Sister Derr summed up the importance of action during this legislative session.  “None of us want to look in the mirror in late February and wish we would have met with our legislators, or meant to have called or written our legislators, or should have asked our families to contact the legislators. No, each of us must to be able to look in the mirror and say, I gave it everything I had, I worked it hard, I helped mobilize my co-workers, family, and neighbors to protect workers and our communities….and with all of us working together, that’s how we were able to defeat anti-worker legislation like ‘right-to-work-for-less’.”

(Public Safety members headed to the Roundhouse to hear the Department of Corrections present its budget request to the Legislative Finance Committee)

(Public Safety members meeting with legislators at the Roundhouse to the Department of Corrections present to the Legislative Finance Committee)

This is a fantastic learning and networking experience,” said Albuquerque 911 Dispatcher Michael Dorin, president of City of Albuquerque Clerical and Technical Workers’ Union Local 2962. “I guarantee you that Local 2962 will have a larger contingency next year!”

"Participation in the Blue Breakfast increases every year. There is no better way for AFSCME members to learn than from each other,” said Rob Trombley, public safety coordinator for AFSCME Council 18.

(pictured: Rob Trombley, public safety coordinator, AFSCME Council 18)

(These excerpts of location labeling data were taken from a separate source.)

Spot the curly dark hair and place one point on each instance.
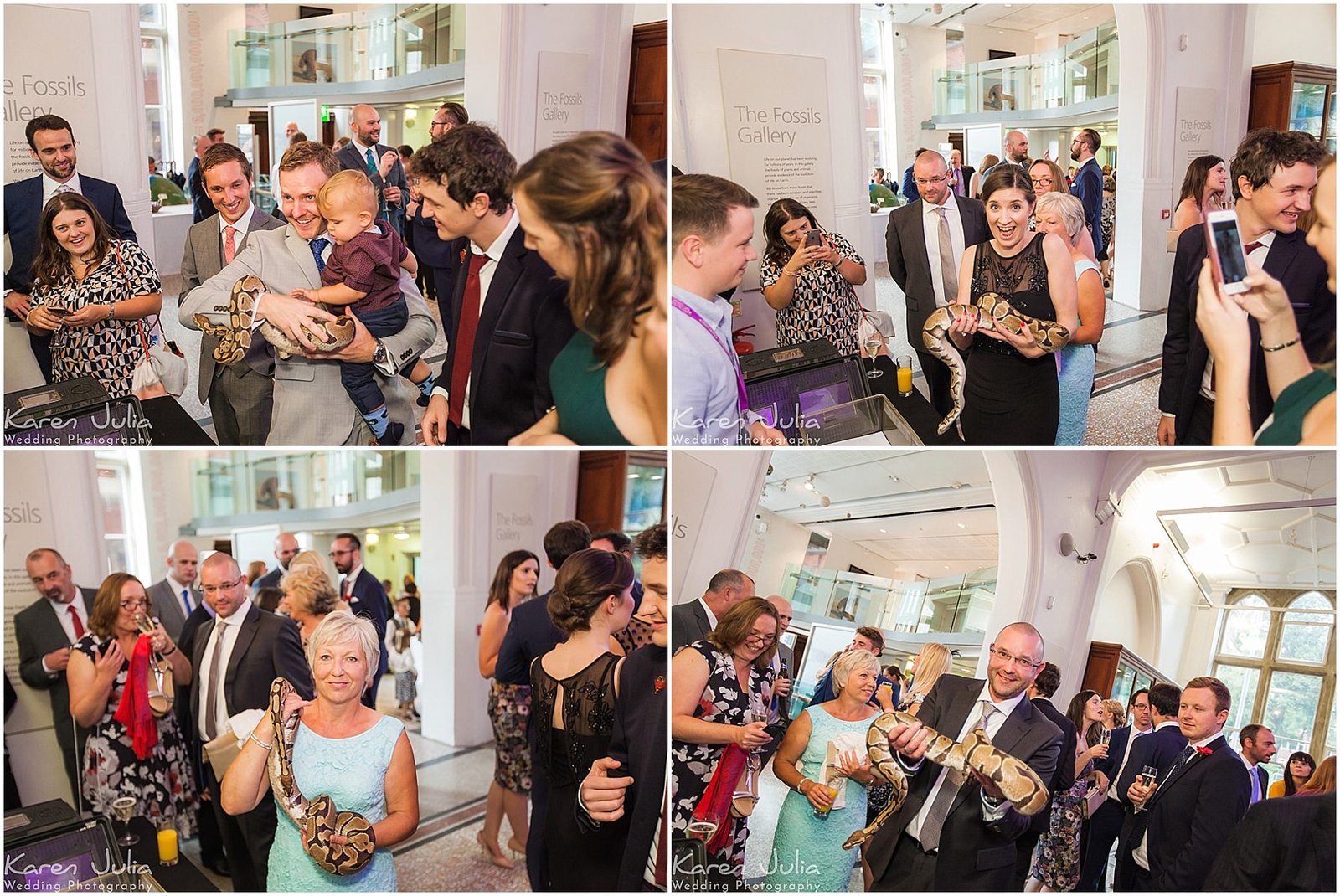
(471, 160)
(600, 198)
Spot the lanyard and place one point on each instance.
(730, 353)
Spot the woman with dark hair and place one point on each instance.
(596, 214)
(509, 706)
(1203, 189)
(1296, 773)
(1056, 857)
(810, 284)
(574, 688)
(1011, 393)
(91, 291)
(113, 681)
(723, 687)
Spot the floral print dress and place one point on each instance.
(692, 765)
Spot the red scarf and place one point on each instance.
(133, 712)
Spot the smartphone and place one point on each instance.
(1224, 243)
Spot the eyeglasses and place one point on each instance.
(1009, 658)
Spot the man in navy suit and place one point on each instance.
(386, 172)
(641, 737)
(533, 634)
(1273, 176)
(1159, 749)
(508, 317)
(1194, 809)
(51, 142)
(365, 596)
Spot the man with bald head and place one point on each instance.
(693, 621)
(286, 548)
(381, 163)
(174, 596)
(236, 658)
(966, 821)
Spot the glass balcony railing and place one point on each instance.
(238, 482)
(937, 605)
(1083, 70)
(366, 44)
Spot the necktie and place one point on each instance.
(948, 272)
(466, 339)
(318, 245)
(955, 779)
(216, 677)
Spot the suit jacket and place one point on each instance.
(1192, 816)
(38, 632)
(267, 647)
(203, 259)
(352, 158)
(689, 623)
(168, 607)
(312, 406)
(1064, 777)
(523, 326)
(909, 261)
(23, 214)
(1291, 261)
(1280, 846)
(973, 853)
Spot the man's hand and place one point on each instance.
(603, 797)
(435, 421)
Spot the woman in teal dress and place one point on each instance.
(355, 754)
(828, 741)
(596, 214)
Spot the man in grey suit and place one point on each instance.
(312, 408)
(240, 395)
(926, 240)
(44, 632)
(174, 596)
(692, 621)
(381, 163)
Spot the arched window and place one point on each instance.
(1276, 654)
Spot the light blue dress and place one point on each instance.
(1075, 375)
(807, 853)
(353, 772)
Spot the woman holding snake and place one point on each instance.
(1011, 393)
(714, 683)
(357, 755)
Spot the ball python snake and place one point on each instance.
(234, 337)
(317, 820)
(1020, 784)
(992, 312)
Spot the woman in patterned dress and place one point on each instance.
(1056, 857)
(100, 665)
(810, 286)
(509, 708)
(714, 683)
(90, 291)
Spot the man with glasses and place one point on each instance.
(365, 598)
(236, 658)
(926, 240)
(966, 820)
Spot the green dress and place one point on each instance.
(807, 853)
(576, 379)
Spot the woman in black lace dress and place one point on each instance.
(573, 694)
(1011, 394)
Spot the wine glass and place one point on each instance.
(124, 808)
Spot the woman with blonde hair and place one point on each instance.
(596, 214)
(928, 666)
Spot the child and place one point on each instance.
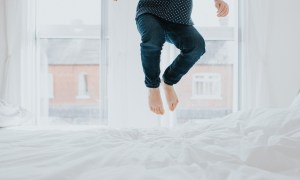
(159, 21)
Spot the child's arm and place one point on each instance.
(223, 8)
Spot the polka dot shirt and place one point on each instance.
(177, 11)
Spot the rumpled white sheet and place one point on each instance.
(250, 145)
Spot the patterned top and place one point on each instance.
(177, 11)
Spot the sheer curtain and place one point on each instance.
(270, 62)
(11, 30)
(13, 50)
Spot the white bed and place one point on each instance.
(249, 145)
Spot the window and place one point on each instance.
(83, 86)
(51, 90)
(209, 89)
(207, 86)
(69, 47)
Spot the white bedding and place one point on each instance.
(252, 145)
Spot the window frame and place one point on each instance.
(39, 102)
(206, 81)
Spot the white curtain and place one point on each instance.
(270, 59)
(11, 43)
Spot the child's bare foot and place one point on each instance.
(155, 102)
(171, 96)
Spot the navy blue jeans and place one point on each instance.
(154, 33)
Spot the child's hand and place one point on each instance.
(223, 8)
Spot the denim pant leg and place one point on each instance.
(153, 38)
(192, 46)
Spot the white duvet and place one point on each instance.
(252, 145)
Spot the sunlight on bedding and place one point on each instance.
(257, 144)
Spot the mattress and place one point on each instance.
(248, 145)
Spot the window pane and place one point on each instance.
(69, 43)
(212, 83)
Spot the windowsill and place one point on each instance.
(83, 97)
(206, 98)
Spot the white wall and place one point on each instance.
(2, 46)
(271, 63)
(128, 105)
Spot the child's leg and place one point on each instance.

And there was a bit of fun, too. Two locals and three members were recipients of $50 gift cards provided by AFSCME Council 18’s labor insurance carrier, American Income life. The gift cards were awarded as follows:

Highest percentage of membership: Bernalillo County Court Security Officers’ Local 1661

Highest number of new PEOPLE members in 2015: NM State Correctional Officers’ Union Local 3422, Central Chapter

Recognition of the hard work by the two co-chairs of Council 18’s Public Safety Steering Committee: Sammy Marquez, president, Espanola Police Officers’ Union Local 923, and Daniel Dore, executive board member, MDC Corrections Officers’ Union Local 2499

Raffle winner: Erica Martinez, member, Bernalillo County Youth Services Center Corrections Officers’ Union, Local 1536.

Council 18’s Public Safety Blue Breakfast & Lobby Day is held each year during the legislative session. It is open to all AFSCME public safety members so plan to attend next year!